As Blogger markets their One Button Publishing personal web page production platform to an increasingly global audience, they get an increasingly larger number of new customers. And, they get an increasingly larger number of headaches from their newer customers - who have increasingly less technical acumen, yet the same desires as the more experienced bloggers.

Every blog owner has different desires for each different blog.

We see many desires expressed in the forums.These are all part of the growth of the blogosphere. Many of the people who express these desires know how to surf the Net, and how to turn their computers on
- and very little else.

The ever expanding universe of customers is a benefit - and a challenger.

This expanding radius is both a benefit and a challenge to Blogger / Google.
  • It's a financial and influence benefit - Google doesn't provide Blogger One Button Publishing because they are philanthropists, they do it because they are capitalists. The farther from center you go, the more surface area (new customers) you get, with each radial move (new feature or redesign).
  • It's a challenge too.
    • The farther from the center you go, the harder it is to communicate with the folks at the center.

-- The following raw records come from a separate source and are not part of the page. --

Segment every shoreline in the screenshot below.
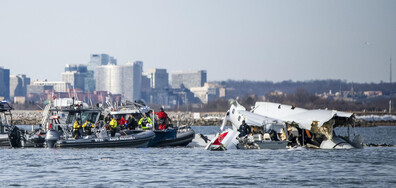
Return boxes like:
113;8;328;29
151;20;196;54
8;110;396;127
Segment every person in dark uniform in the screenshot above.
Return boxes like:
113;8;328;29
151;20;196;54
105;114;112;130
238;120;251;137
127;114;137;130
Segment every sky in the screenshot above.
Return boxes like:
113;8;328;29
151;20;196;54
0;0;396;83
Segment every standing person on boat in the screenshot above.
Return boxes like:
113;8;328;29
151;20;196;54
109;117;117;137
73;118;81;139
82;119;95;135
156;107;168;130
127;114;137;130
238;120;251;137
138;114;153;129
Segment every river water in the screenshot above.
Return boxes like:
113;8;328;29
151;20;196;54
0;126;396;187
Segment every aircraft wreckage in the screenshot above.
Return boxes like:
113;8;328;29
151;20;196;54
206;101;363;150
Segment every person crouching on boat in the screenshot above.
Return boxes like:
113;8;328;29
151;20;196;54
117;116;127;130
156;108;168;130
82;119;95;135
138;114;153;130
105;114;111;130
109;117;117;137
73;118;81;139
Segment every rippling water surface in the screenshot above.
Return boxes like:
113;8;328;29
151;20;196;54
0;127;396;187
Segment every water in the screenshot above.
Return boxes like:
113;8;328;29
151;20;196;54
0;127;396;187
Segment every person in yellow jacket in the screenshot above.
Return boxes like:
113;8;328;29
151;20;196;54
73;118;81;139
109;117;117;137
82;119;95;135
138;114;153;129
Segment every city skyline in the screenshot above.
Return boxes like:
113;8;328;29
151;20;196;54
0;0;396;83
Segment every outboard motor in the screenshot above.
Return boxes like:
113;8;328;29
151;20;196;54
45;130;60;148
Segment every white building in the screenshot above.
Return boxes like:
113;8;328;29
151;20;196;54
31;81;71;92
95;61;143;101
171;70;206;89
190;83;221;104
147;68;169;89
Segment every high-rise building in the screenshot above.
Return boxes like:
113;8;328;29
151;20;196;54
148;69;169;89
62;64;89;91
28;80;71;93
0;67;10;99
88;54;117;71
84;54;117;92
95;61;143;101
10;74;30;98
171;70;206;89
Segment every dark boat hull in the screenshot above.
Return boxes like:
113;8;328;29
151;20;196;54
55;131;155;148
148;128;195;147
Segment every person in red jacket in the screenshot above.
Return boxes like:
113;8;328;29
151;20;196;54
156;108;168;130
117;116;127;130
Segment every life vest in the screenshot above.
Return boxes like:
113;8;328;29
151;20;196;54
109;119;117;129
73;121;80;131
82;121;95;128
139;117;153;129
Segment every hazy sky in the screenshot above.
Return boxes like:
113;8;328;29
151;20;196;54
0;0;396;82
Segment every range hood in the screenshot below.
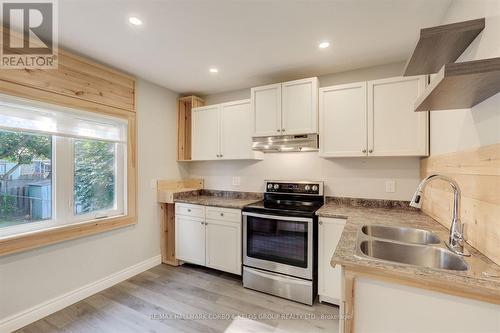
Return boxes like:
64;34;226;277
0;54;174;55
252;134;318;153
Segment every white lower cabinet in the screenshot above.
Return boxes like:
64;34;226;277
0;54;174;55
318;217;346;305
175;215;205;265
205;220;241;275
175;203;241;275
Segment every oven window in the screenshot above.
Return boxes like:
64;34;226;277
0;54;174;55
247;216;308;268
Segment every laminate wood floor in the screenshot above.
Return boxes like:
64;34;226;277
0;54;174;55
17;265;339;333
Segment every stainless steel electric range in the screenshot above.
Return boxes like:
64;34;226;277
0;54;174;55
243;180;324;305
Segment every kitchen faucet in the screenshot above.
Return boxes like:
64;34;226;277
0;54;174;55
410;174;470;257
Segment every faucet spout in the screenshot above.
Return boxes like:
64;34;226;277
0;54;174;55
410;174;470;256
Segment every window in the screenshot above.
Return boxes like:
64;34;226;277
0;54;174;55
0;130;52;228
0;96;127;237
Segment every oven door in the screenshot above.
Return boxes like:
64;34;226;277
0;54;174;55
243;212;313;280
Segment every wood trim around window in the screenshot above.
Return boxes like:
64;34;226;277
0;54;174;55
0;53;137;256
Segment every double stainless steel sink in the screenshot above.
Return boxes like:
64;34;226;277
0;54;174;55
357;225;468;271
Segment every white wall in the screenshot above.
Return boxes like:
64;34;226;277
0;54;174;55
430;0;500;155
0;81;186;323
189;63;420;200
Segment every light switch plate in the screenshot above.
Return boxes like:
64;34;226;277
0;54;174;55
385;179;396;193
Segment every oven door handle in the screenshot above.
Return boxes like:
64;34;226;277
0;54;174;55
242;212;313;223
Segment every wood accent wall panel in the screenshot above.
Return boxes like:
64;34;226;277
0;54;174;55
420;143;500;265
0;50;136;114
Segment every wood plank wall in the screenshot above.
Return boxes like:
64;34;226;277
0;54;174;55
420;143;500;265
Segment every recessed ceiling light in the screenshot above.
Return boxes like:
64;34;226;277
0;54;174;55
318;42;330;49
128;16;142;25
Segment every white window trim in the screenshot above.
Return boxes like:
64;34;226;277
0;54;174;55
0;131;128;238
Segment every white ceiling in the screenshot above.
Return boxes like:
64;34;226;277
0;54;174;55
59;0;452;94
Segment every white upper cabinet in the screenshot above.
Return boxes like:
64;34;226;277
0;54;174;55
251;83;281;136
220;99;256;159
319;82;368;157
319;76;429;157
251;77;318;136
191;99;262;161
368;76;429;156
281;78;318;135
191;105;220;160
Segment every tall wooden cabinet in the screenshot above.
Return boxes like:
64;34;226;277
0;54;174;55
250;77;318;137
318;217;346;305
319;76;429;157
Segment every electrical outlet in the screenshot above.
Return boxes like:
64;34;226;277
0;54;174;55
385;179;396;193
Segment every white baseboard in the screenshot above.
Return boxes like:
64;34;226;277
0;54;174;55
0;255;161;333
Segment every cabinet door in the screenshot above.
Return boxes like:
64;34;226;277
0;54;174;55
318;218;345;305
251;83;281;136
191;105;220;160
319;82;367;157
175;215;205;265
206;220;241;275
281;77;318;134
368;76;429;156
220;99;253;159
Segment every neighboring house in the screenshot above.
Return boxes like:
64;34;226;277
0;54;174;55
0;160;51;180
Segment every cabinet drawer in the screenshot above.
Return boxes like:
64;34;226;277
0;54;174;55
206;207;241;223
175;203;205;218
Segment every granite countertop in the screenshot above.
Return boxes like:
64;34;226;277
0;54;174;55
316;203;500;304
174;190;262;209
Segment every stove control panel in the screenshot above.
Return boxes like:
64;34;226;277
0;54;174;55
266;180;323;195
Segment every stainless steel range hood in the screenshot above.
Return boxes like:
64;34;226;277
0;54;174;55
252;134;318;153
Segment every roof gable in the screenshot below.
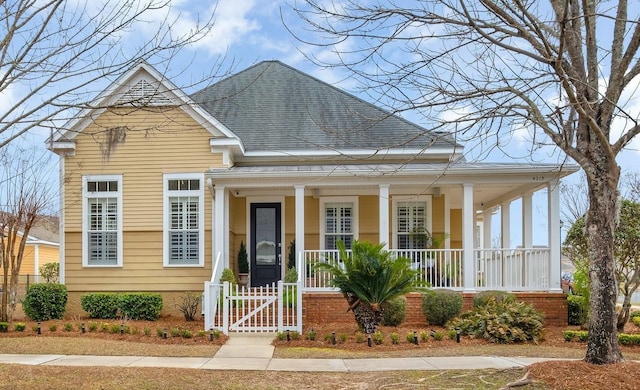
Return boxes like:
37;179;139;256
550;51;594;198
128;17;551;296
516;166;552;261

The folks on the surface just won't speak the same language as Google - neither culturally, ethnically, nor technically.
    • The farther from the center you go, the easier it is for the bad guys to misdirect the folks on the surface. We see this in the phishing attempts, and recently in blog hijackings, and attempted blog hackings.

Blogger / Google - and we - have to deal with the challenges.

And Blogger / Google has to deal with both of the above challenges, and with the folks who don't realise the reality of the challenges - and who spend their time in Blogger Help Group, abusing Blogger for their lack of support, or failure to provide "essential" features, unrequested.

Or, the many consequences of their personal inability to maintain their own computers, properly.

All of this requires resource reallocation, and slows resolution of serious system problems, like the FTP Publishing wildfire of this week.